25/09/2009

Quelle éthique pour les organismes publics ?

Rien ne doit empêcher l’égalité devant un service public, rien ne doit différencier les individus devant l’action générale.

L’équité est le principe modérateur du droit selon lequel chacun peut prétendre à un traitement juste, égalitaire et raisonnable.

L’égalité constitue la base d’un système public démocratique.

Tous les citoyens doivent s’intégrer suivant les mêmes dérations de départ, avoir les mêmes chances de réussir ; les mêmes chances pour pouvoir se positionner socialement.

Pourtant, la réalité montre que chaque personne attend de la sphère publique un rôle adéquat, en fonction de sa propre situation, de son état actuel.

Les individus sont tous différents et le système public doit perpétuellement composer entre les particularités individuelles qui font les cultures d’une cité

Du principe aux actes et comportements un monde peut les séparer.

Pour les organismes publics, l’équité apporte une dimension raisonnable, subjective, parfois floue, qui est en sorte une « valeur» propre à ces organismes publics, indispensables aux comportements éthiques des acteurs concernés.

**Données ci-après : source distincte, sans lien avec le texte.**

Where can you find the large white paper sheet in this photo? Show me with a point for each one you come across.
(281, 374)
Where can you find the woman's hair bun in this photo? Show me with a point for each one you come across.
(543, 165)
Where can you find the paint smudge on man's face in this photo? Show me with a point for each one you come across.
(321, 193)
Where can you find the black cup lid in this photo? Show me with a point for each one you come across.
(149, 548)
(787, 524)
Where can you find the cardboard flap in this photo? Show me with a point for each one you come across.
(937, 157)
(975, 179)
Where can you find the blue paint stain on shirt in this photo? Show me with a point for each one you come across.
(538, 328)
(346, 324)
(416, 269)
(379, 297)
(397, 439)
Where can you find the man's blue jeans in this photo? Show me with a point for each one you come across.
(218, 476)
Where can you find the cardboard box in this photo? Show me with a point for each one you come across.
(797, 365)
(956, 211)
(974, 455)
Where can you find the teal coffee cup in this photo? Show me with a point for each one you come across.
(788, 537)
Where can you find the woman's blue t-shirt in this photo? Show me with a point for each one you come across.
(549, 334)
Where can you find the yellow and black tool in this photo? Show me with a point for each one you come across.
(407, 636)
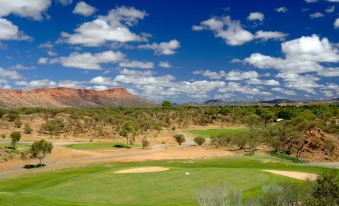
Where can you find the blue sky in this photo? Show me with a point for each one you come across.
(179, 50)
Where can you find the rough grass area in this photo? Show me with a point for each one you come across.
(214, 132)
(99, 185)
(98, 145)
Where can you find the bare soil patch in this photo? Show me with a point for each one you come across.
(143, 170)
(295, 175)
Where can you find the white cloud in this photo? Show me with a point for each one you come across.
(9, 74)
(89, 61)
(330, 9)
(137, 64)
(336, 23)
(281, 9)
(316, 15)
(164, 48)
(266, 35)
(284, 91)
(256, 16)
(302, 55)
(234, 34)
(237, 75)
(82, 8)
(210, 74)
(43, 60)
(10, 31)
(65, 2)
(33, 9)
(164, 64)
(305, 83)
(111, 28)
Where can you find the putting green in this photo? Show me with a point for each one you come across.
(214, 132)
(99, 185)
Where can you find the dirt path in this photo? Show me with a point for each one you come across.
(66, 158)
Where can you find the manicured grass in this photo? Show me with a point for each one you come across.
(214, 132)
(99, 185)
(97, 145)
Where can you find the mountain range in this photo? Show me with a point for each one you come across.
(69, 97)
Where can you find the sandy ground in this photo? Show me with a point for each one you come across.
(143, 170)
(296, 175)
(65, 158)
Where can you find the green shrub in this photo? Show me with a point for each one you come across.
(199, 140)
(179, 138)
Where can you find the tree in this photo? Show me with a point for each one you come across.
(28, 129)
(40, 149)
(199, 140)
(15, 136)
(166, 104)
(128, 131)
(326, 189)
(179, 138)
(240, 140)
(144, 142)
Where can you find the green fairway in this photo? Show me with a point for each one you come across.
(214, 132)
(96, 145)
(99, 185)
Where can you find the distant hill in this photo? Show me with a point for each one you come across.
(276, 101)
(69, 97)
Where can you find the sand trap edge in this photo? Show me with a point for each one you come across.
(142, 170)
(295, 175)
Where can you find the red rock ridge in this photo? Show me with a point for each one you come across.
(69, 97)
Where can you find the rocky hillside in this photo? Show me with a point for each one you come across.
(68, 97)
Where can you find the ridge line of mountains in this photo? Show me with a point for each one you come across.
(117, 97)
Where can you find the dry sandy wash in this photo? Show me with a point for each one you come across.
(296, 175)
(143, 170)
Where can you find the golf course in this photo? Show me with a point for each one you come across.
(101, 184)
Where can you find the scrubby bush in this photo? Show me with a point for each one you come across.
(199, 140)
(15, 136)
(145, 143)
(18, 123)
(40, 149)
(28, 129)
(179, 138)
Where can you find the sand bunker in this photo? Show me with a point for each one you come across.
(143, 170)
(296, 175)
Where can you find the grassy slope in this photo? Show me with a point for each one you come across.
(98, 185)
(214, 132)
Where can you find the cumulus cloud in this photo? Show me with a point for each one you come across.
(65, 2)
(316, 15)
(256, 16)
(237, 75)
(84, 9)
(330, 9)
(137, 64)
(89, 61)
(302, 55)
(284, 91)
(336, 23)
(114, 27)
(164, 64)
(281, 9)
(267, 35)
(232, 32)
(9, 75)
(163, 48)
(32, 9)
(10, 31)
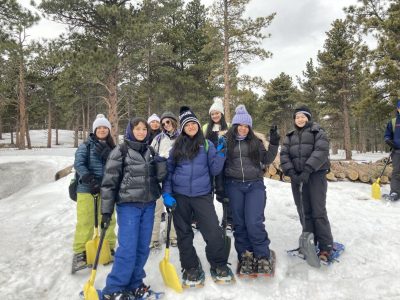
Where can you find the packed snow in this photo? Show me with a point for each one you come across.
(37, 223)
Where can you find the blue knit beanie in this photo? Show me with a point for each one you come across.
(242, 116)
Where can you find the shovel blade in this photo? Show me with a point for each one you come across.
(169, 274)
(307, 248)
(89, 291)
(91, 250)
(376, 190)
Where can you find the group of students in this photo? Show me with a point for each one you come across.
(227, 158)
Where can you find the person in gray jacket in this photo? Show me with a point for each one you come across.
(305, 159)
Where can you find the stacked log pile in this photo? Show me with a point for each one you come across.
(342, 170)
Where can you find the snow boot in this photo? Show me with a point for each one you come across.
(193, 277)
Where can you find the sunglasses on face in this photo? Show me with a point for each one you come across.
(167, 122)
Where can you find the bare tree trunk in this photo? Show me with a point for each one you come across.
(49, 120)
(346, 128)
(84, 128)
(28, 137)
(226, 65)
(21, 106)
(76, 133)
(113, 104)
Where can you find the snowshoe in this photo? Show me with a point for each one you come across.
(265, 267)
(144, 292)
(332, 257)
(193, 277)
(245, 267)
(390, 197)
(79, 262)
(222, 275)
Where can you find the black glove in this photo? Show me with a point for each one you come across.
(274, 136)
(105, 221)
(390, 143)
(103, 150)
(94, 184)
(304, 177)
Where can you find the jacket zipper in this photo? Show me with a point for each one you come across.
(241, 162)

Cette valeur reste à partager.

15:16 Écrit par Charly Schwarz dans Général, Genève, Politique | Lien permanent | Commentaires (1) | Tags : élection, candidat, élections, grand conseil, genève | |  Facebook

Commentaires

Rien ne doit empêcher l’égalité ... rien ne doit différencier les individus devant l’action générale ... le système public doit perpétuellement composer entre les particularités individuelles ... mêmes chances pour pouvoir se positionner socialement ... l’équité apporte une dimension raisonnable ... « valeur» propre à ces organismes publics, indispensable aux comportements éthiques des acteurs concernés ... valeur à partager ...

Vos mots me feraient chaud au coeur si, en réalité, les Radicaux n'étaient depuis plus de vingt ans les premiers cuisiniers du misérable brouet qui est servi, et sur lequel l'on ne peut que cracher, à l'esclave du silence concerté que suis ici devenu. Certes, le lamentable parti Socialiste ne s'est jamais remis de ma position jadis privilégiée aux côtés de son Dieu, et vous a bien aidé à me le faire payer. L'heure des comptes a sonné, qu'exigent mes admirateurs du monde entier, lassés de goûter, par faute de "votre" copinage, à l'aigreur progressive de la verve sans pareille d'un Monument de la Pensée contemporaine.

La dévalorisation systématique, le maintien sans espoir ni soutien, le mépris de toute requête, le refus d'attention aux mérites d'autrui, l'absence d'équitable rémunération et juste considération sont de profondes atteintes à la réputation, la santé, la condition vitale de l'exclu. Et, en l'état, ces radicaux modes de fonctionnement nuisent également à jamais à l'image de Genève. Il suffit.

Seul un devoir de Mémoire de certains responsables et ex-pontes de votre Parti genevois, qui se reconnaîtront certainement, suivi d'excuses et d'une complète, concrète et spectaculaire réhabilitation, de qui ne se complaira jamais à plaire aux puissants, vous donnera un jour le droit de parler de Valeurs.

Auparavant, et pour mieux vous y préparer, imprégniez-vous je vous prie, caractère par caractère, du premier au dernier, de deux ans de justes revendications et aperçu de mes créations sur http://barondecuir.blog.tdg.ch

Encore désolé d'être mis devant l'impossibilité de chanter, comme je l'aimerais et si bien sais le faire, les louanges d'un sain gouvernement préservant équité, partage équilibré et réelles valeurs.

Cordialement, envers et contre tout.